Singapore’s casino received ten times more penalties and fees than on the previous fiscal year.
Singapore.- Singapore’s Casino Regulatory Authority (CRA) – Singapore’s gambling regulatory body – issued its 2018-19 annual report. The report detailed an oversight of – Las Vegas Sands’ Marina Bay Sands and Genting Singapore’s Resorts World Sentosa. The CRA doled out € 493,000 in penalties representing a significant increase from last year’s total penalty of € 40,000. The increase was entirely due to major penalties imposed on Sentosa’s integrated resort – sister resort to Resorts World Genting .
Resorts World Sentosa was fined three times for a total of € 482,000. This amount included first, a € 264,000 penalty for failing to implement a CRA-approved system of internal controls. Secondly, a € 165,000 fine for failing to comply with the direction that relates to the conduct of casino operations. And lastly, a € 53,000 for allowing five persons under 21 years of age to access its casino floor.
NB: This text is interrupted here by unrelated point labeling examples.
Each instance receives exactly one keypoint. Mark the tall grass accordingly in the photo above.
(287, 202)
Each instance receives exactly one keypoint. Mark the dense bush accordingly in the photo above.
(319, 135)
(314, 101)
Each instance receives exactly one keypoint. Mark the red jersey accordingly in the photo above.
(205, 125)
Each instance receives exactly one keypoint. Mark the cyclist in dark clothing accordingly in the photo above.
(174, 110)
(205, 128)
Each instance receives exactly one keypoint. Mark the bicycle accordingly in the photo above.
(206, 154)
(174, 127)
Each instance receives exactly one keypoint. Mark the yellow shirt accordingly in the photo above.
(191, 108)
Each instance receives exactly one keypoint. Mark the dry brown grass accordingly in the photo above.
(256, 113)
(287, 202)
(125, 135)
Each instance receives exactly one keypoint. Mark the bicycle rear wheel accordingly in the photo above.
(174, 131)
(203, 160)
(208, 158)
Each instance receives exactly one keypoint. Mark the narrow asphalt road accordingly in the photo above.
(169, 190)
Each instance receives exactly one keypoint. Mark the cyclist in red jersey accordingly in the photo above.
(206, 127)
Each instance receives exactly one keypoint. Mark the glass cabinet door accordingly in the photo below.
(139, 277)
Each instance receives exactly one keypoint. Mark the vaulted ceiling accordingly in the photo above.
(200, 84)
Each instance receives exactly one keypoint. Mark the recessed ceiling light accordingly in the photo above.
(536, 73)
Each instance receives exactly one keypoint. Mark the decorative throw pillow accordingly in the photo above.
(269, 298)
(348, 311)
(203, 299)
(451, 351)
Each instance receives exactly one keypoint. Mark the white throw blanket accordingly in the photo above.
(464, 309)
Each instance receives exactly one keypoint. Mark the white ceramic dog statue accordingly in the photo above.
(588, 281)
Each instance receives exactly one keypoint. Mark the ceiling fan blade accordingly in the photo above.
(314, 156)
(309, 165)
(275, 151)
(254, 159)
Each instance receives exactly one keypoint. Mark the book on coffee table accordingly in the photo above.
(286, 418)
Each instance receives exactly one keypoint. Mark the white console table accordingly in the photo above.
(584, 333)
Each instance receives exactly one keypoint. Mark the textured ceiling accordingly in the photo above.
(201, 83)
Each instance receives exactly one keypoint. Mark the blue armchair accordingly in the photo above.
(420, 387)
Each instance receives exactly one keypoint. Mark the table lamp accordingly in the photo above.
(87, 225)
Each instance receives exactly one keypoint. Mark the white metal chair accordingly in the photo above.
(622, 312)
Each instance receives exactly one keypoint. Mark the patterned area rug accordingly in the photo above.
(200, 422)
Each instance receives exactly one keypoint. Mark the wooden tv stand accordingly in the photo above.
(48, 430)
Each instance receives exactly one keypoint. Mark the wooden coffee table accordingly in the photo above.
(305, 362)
Marina Bay Sands’ total was around € 10,000. € 6,600 for allowing underage access and € 3,300 for allowing a Singaporean permanent resident to access the casino floor without evidence of the payment of the € 66 entry levy imposed on local gamblers.
Both casinos had their licenses renewed for three-year terms earlier this year, and both are planning major expansions of their operations.
Teo Chun Ching, CRA CEO, said the two casino operators had made “improvements to their work processes and stepped up measures to enhance their compliance towards the regulatory requirements.”